In short, one of the ten films I've ever seen that I would give zero stars.
And I'm being completely, deadly serious here, Nick. Not trying to pull your leg or even go along with the critical consensus. In fact I seem to have hated it even greater than most critics. I longed for the rich stylings of McG's fluid direction of "Terminator Salvation." (Note the sarcasm.)
Woops. A brainless EXPLOSIONER. Skipping words, oh me...
Wow. Harsh words. Somehow I'm guessing I might like this a bit more than you but we'll have to wait and see...
My expectations are to see a war film with aliens instead of enemy soldiers. I'm not expecting anything of any real and true substance -- just looking for intense action.
Yes, but for it to be intense, you have to at least be able to see what's going on. You can't. Liebesman fails on a basic level of filmmaking. You never actually properly see the aliens, for instance, and the carnage is unbearably nonstop for literally 80 of the 116 minutes. Even Michael Bay knew, when he made a 55-minute finale, that there is a limit of tolerance. Unfortunately, Liebesman doesn't abide by any sort of rulebook, and so the jittery camerawork (there's less of it in "Cloverfield," for Pete's sake) actually makes that action unwatchable by the 8-minute mark. There's 71 more minutes of it.
Interesting. I'll let you know what I think tomorrow. Did you see Black Hawk Down?

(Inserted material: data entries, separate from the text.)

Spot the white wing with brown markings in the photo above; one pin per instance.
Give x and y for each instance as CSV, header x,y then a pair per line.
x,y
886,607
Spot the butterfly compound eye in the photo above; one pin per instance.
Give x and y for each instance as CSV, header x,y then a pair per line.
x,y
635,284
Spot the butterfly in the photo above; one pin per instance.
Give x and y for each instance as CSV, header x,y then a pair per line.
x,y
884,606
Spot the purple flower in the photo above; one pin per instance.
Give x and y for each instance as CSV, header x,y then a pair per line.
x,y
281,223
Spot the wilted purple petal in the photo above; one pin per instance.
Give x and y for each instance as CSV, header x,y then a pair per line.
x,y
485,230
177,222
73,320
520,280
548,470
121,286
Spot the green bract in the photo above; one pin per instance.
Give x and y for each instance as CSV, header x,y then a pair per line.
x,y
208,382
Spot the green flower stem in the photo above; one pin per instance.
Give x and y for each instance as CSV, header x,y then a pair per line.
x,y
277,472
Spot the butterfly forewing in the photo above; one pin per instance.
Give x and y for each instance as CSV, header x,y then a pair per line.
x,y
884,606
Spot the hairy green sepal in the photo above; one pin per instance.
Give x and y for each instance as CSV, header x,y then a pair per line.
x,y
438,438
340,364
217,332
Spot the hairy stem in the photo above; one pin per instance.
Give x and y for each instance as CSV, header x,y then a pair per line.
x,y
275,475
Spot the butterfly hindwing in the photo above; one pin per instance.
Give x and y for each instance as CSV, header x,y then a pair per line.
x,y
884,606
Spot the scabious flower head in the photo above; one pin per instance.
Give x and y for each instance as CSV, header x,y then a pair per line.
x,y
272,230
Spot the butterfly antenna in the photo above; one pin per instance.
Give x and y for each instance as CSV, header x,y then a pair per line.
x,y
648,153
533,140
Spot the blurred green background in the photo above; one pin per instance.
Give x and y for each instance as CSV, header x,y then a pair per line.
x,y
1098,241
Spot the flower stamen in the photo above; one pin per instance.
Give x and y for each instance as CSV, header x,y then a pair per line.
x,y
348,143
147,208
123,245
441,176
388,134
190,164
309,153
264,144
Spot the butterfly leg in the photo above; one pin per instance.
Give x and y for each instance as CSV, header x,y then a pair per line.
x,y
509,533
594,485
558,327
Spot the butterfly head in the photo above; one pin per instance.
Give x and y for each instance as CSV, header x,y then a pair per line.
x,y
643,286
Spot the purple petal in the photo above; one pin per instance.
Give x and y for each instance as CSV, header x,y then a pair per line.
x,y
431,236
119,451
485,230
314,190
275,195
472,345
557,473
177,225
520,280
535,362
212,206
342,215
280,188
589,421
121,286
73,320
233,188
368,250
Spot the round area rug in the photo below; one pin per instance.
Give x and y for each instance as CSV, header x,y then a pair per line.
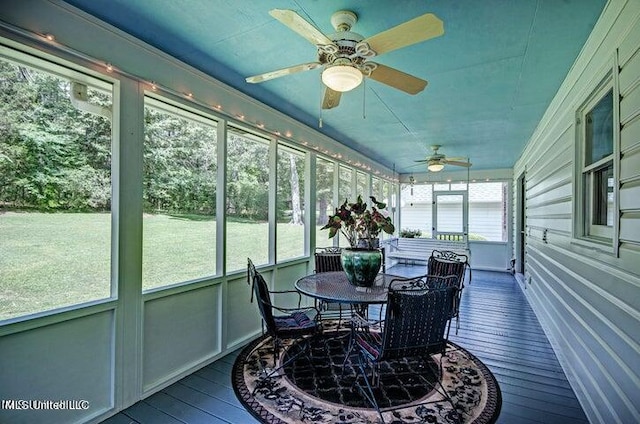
x,y
314,387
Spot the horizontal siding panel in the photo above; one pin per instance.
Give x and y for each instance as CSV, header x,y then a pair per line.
x,y
613,296
563,191
630,105
555,142
630,227
564,207
552,224
560,177
574,334
558,159
630,257
630,165
630,196
598,315
630,135
630,74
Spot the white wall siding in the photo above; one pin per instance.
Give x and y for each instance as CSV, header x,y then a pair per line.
x,y
588,299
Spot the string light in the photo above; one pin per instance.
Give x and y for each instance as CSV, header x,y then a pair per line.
x,y
154,87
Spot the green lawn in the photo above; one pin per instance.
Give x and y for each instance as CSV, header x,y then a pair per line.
x,y
51,260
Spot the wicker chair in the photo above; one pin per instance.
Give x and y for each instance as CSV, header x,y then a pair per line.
x,y
444,263
278,322
414,326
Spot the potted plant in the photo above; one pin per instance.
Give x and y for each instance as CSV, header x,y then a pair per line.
x,y
361,226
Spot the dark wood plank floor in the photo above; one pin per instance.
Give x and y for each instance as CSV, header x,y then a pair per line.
x,y
497,325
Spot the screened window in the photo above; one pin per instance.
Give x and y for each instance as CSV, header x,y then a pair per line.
x,y
179,195
362,186
290,207
416,210
247,205
597,185
55,188
376,189
345,192
325,171
488,211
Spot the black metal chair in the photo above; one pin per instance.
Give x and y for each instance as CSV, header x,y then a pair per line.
x,y
278,322
327,259
444,263
413,327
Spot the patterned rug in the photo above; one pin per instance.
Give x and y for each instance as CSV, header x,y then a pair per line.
x,y
314,387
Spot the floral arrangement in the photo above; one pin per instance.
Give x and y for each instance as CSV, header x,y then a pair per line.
x,y
360,226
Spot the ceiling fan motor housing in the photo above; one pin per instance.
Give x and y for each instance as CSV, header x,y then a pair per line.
x,y
343,20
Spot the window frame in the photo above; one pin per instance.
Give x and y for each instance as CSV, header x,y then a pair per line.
x,y
601,237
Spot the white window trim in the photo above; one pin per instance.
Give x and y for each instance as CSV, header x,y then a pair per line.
x,y
601,238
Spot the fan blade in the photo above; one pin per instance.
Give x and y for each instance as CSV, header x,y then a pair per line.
x,y
300,25
282,72
414,31
331,98
398,79
457,163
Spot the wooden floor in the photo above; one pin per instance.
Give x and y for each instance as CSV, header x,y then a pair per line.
x,y
497,325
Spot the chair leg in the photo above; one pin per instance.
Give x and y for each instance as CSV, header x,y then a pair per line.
x,y
368,393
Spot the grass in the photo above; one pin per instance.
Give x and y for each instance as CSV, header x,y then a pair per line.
x,y
53,260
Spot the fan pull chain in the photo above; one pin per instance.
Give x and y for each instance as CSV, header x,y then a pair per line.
x,y
321,100
364,94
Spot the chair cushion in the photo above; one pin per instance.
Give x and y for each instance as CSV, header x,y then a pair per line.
x,y
370,343
297,321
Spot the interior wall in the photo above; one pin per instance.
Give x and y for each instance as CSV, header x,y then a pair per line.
x,y
587,298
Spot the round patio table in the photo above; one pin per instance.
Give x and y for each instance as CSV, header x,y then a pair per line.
x,y
334,287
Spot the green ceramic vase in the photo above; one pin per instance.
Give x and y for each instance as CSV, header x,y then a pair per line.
x,y
361,265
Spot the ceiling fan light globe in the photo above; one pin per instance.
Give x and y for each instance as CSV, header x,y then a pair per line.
x,y
435,167
341,77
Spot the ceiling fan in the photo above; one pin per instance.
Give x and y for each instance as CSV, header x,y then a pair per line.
x,y
437,161
345,55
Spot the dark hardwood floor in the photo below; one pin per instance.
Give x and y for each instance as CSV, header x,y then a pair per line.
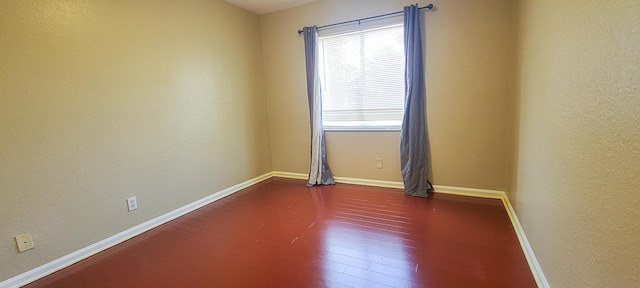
x,y
280,233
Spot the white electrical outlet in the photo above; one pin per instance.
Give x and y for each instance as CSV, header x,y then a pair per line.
x,y
25,242
378,163
132,203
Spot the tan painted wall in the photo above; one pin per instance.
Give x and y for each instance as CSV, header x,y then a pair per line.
x,y
469,64
101,100
578,169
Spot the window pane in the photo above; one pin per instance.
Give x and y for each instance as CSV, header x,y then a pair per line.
x,y
363,78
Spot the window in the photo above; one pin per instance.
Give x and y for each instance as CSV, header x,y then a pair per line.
x,y
362,76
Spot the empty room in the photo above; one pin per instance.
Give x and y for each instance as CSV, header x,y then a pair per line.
x,y
327,143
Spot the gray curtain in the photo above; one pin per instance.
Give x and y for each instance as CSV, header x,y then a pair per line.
x,y
319,173
413,135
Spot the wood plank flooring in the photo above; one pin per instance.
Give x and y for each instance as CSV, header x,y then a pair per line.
x,y
280,233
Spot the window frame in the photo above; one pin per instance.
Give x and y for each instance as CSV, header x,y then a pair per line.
x,y
372,127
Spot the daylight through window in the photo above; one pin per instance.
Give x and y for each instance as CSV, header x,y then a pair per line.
x,y
362,76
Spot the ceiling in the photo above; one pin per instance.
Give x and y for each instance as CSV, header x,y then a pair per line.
x,y
262,7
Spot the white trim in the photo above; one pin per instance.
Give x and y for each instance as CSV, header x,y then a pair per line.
x,y
73,257
369,182
534,265
290,175
69,259
483,193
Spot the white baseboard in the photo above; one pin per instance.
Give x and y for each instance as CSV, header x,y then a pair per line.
x,y
538,275
69,259
536,270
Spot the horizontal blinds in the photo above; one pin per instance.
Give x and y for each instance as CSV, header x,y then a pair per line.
x,y
363,78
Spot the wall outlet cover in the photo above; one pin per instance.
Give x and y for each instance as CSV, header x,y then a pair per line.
x,y
25,242
132,203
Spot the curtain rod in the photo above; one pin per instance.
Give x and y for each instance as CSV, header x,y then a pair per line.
x,y
429,7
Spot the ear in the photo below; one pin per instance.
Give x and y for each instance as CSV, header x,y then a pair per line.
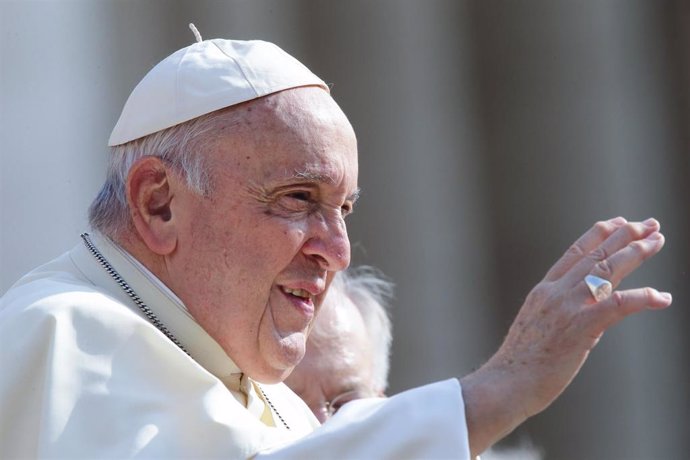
x,y
149,194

Oh yeah, and my year so far, in order of preference:
Take Me Home Tonight
Rango
The Adjustment Bureau
The Eagle
Gnomeo & Juliet
No Strings Attached
Just Go with It
The Mechanic
The Dilemma
Drive Angry
I Am Number Four
The Green Hornet
Sanctum
Unknown
The Rite
Season of the Witch
Red Riding Hood
The Roommate
Battle: Los Angeles
Well...I really liked it. It's far from perfect but I had a lot of fun.
My list from 2011:
The Adjustment Bureau
Rango
Battle: LA
The Green Hornet
Have you seen Black Hawk Down or no?
Hmph.
Glad to see you liked "Rango."
And no, sadly, "Black Hawk Down" has till now escaped me. :/ I know, I know...
Like Battle: LA, Black Hawk Down is pure fighting for almost the entire runtime. Battle: LA is nowwhere near the masterpiece that BHD is but it's clear to me that they were striving to mix the BHD aesthetic with War of the Worlds, and in that sense, the film was a success for me. Sure, there was lots of cheesy dialogue and war-movie cliches but I expected all of that.